Thomas uses fundamental data processing and arithmetic operations to measure the performance of C++, C#, and Java.
July 01, 2005
URL:http://www.drdobbs.com/cpp/microbenchmarking-c-c-and-java/184401976
Generally speaking, benchmarking is the process of comparing two or more systems to determine which is more efficient or provides better performance, with the ultimate goal of making improvements to one or more of the systems being measured. It's no surprise that few processes in software development are more controversial than benchmarking, as tests are often tweaked to make one product appear to be better than it actually is, or to make it look better than its competitors. In addition, some benchmarks are simply meaningless or irrelevant in what they measure and how they apply to the system under scrutiny. Clearly, for a benchmark to have any value, you need to understand what is actually being measuredand under what conditions.
With all of these caveats in place (along with the familiar cop out "your mileage may vary"), it is worth noting that there are valid reasons for benchmarking systems, the least of which is that benchmarking is in itself interesting. When it comes to computer systems, most benchmarking seems to occur when measuring CPU performance, network throughput, 3D graphic cards, and the like. In this article, however, I compare programming languages with their associated compilers and runtime environments, in particular C++, C#, and Java. To do so for this benchmark, I've modified, extended, and fixed code portions from tests implemented by Christopher W. Cowell-Shah [1] and Doug Bagley [2], whose original shootouts are now out of date or had some flaws [3].
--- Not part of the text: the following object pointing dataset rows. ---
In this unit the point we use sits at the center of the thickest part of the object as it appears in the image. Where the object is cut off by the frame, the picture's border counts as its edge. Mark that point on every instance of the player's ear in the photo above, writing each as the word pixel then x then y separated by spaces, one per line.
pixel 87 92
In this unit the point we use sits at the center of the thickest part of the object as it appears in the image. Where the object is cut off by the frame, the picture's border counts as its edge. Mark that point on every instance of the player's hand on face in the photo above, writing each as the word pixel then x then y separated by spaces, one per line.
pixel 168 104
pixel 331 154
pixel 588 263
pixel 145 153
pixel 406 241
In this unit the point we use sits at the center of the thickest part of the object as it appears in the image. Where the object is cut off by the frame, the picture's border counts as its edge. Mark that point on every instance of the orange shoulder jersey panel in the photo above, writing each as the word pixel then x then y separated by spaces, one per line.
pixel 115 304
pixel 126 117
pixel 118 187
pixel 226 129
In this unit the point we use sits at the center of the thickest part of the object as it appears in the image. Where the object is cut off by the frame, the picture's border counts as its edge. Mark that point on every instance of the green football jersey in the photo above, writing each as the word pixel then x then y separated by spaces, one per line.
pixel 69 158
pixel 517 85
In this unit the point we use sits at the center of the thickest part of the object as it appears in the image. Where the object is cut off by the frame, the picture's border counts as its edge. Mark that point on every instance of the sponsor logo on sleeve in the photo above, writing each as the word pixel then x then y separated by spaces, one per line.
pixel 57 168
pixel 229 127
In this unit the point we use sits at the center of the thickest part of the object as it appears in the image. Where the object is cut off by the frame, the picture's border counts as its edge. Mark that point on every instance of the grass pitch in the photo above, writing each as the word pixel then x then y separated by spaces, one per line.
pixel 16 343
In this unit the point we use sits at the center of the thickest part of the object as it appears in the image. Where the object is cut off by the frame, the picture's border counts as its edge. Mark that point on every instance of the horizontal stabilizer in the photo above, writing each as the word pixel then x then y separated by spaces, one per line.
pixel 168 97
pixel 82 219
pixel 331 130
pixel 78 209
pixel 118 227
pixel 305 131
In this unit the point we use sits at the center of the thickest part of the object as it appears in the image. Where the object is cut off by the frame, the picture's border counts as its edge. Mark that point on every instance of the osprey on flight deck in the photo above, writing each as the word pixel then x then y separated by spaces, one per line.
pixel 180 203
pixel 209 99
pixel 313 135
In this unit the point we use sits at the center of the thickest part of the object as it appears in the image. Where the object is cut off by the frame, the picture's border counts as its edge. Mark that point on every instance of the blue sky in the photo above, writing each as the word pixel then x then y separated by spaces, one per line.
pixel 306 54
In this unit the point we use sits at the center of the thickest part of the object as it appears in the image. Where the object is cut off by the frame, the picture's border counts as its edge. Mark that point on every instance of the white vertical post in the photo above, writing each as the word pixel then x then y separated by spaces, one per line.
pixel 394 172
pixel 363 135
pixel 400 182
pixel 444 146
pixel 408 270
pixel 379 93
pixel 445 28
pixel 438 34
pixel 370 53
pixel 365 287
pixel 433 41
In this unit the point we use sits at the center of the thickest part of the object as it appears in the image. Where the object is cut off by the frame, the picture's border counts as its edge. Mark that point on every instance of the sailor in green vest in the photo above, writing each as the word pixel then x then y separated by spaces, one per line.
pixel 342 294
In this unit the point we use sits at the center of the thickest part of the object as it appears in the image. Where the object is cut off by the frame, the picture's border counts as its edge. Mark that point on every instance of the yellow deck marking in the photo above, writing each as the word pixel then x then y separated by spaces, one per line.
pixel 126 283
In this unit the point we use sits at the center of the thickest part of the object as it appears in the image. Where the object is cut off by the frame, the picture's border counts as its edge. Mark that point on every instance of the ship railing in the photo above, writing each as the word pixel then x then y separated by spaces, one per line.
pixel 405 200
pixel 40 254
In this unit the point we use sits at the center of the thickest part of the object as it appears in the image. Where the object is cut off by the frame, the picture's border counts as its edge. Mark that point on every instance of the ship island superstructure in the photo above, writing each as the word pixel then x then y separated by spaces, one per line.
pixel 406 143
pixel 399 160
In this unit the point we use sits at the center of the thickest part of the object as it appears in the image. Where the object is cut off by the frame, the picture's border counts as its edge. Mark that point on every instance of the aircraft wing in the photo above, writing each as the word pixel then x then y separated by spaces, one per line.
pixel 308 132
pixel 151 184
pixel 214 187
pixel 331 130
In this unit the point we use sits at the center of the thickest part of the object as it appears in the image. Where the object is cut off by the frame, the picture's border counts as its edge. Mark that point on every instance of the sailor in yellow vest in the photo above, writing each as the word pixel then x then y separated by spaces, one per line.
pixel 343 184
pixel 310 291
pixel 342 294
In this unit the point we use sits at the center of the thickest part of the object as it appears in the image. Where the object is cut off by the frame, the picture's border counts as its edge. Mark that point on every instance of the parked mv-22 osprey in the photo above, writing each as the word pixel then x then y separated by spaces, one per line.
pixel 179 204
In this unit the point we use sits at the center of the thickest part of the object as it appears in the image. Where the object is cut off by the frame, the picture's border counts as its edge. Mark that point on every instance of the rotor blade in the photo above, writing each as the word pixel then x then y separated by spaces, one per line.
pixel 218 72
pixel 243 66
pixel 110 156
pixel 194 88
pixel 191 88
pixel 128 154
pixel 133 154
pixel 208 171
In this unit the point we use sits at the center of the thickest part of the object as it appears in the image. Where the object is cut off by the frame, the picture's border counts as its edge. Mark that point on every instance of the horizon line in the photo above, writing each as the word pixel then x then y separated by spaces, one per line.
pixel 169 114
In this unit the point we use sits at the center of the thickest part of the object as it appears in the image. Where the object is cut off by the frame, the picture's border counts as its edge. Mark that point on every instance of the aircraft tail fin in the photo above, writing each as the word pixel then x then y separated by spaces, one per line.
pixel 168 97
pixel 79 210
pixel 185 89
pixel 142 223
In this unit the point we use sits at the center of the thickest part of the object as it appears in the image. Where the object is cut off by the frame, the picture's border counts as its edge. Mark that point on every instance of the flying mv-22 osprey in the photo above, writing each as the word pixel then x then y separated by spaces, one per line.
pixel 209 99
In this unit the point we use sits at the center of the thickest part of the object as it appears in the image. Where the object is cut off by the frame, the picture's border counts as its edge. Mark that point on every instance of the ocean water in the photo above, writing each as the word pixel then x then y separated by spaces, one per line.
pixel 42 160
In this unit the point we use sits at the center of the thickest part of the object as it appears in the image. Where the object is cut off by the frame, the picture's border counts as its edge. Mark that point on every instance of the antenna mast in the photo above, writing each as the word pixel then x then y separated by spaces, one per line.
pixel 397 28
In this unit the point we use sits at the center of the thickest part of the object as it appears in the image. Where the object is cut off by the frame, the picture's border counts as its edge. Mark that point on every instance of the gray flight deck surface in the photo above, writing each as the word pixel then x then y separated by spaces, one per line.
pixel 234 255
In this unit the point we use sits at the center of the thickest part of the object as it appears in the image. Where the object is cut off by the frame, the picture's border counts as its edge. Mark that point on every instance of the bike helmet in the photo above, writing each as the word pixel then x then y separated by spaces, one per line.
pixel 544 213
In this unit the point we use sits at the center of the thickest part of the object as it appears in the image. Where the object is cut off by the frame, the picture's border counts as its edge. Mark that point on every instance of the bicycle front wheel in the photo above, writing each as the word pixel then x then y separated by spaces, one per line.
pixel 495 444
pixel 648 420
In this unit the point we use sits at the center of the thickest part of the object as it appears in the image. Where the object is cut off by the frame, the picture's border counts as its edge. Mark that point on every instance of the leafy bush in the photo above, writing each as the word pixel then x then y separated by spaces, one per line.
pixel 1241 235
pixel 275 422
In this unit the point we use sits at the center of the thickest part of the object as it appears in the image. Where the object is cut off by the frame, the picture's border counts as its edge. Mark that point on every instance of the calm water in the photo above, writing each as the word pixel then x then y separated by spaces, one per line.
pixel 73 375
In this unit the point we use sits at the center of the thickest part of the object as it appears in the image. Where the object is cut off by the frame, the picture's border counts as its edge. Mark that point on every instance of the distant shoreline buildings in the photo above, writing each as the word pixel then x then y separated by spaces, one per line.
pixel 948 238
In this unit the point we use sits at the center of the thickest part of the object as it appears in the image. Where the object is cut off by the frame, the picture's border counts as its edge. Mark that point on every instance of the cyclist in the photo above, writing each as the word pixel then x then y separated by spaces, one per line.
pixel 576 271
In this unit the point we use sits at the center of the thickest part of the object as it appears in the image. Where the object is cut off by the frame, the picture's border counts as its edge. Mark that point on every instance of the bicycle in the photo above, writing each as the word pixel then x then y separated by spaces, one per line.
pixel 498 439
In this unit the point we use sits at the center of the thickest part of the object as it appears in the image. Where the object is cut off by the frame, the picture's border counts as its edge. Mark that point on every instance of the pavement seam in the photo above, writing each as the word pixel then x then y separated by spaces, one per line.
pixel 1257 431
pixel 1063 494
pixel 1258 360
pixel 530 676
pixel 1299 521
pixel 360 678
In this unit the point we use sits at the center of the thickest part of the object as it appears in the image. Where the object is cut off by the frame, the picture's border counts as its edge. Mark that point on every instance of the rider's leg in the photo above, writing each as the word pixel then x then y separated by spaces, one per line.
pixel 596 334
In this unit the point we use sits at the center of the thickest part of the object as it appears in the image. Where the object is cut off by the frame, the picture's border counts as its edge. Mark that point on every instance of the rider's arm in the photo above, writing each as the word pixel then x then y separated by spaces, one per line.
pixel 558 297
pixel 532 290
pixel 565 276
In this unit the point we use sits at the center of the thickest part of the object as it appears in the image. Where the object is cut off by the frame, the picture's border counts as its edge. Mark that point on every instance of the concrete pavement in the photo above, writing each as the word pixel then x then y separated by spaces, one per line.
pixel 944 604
I refer to the tests presented here as "micro benchmarks," which means they perform elementary operations that every programming language should offer. I've split the end results into two categoriessimple data processing and arithmetic functionsbecause these are the two major distinctions of what applications do most of their time (80/20 rule [4]). These tests give a good picture of commonly used algorithms and data structures that you find in most applications today. That's the reason I chose them. I haven't addressed other issues, such as multithreading on multiple CPUs, because they deserve an article in their own rite.
The goal of this micro benchmark is to evaluate the performance characteristics of Java, C#, and C++ on Windows and Linux. The source code files I use can be downloaded from ToMMTi-Systems [5].
Table 1 lists the settings I use for the different language platforms. For some unknown reason(s), compiling with the Intel C/C++ Compiler -fast
option failed under Linux; that's why I used -O3
instead. I would have liked to include the Intel C/C++ Compiler for Windows results, but the STLPort 5.0 RC2 failed to compile under Windows. I used both the GCC STL and STLPort 5.0 RC2 STL to get comparable results for Linux and Windows, because Microsoft Visual C 7.1 has a slow HashMap STL implementation.
Language | Compiler Settings | Runtime Settings |
Java | -g:none -target: 1.4 (JRE1.4) | -server or -client |
-target: 5 (JRE5) | ||
(IBM JRE supports no client/server option) | ||
C# | /optimize+ /debug- /checked- /unsafe+ /target:exe | .NET: none |
Mono: --optimize=all | ||
C++ | GCC: -O3 -march=pentium4 -msse -msse2 -mfpmath=sse | none |
Intel C/C++: -O3 -march=pentium4 -mcpu=pentium4 | ||
Microsoft Visual C 7.1: | ||
/Ox /Og /Ob2 /Oi /Ot /Oy /GT /GL /G7 /GA /GF /FD /EHsc /ML /arch:SSE2 |
Because the .NET Framework 1.1 lacks a LinkedList implementation, I used Rodney S. Foley's [6] source code to fill this gap. The .NET Framework 2.0 (currently at beta 2 status) includes a LinkedList implementation under System.Collections.Generic
, but it is not used in this benchmark to make the C# comparison more accurate, but included in the second file of the C# benchmark. My own tests showed that it is a bit slower (by approximately 6 percent) than Foley's implementation, maybe due to the use of generics.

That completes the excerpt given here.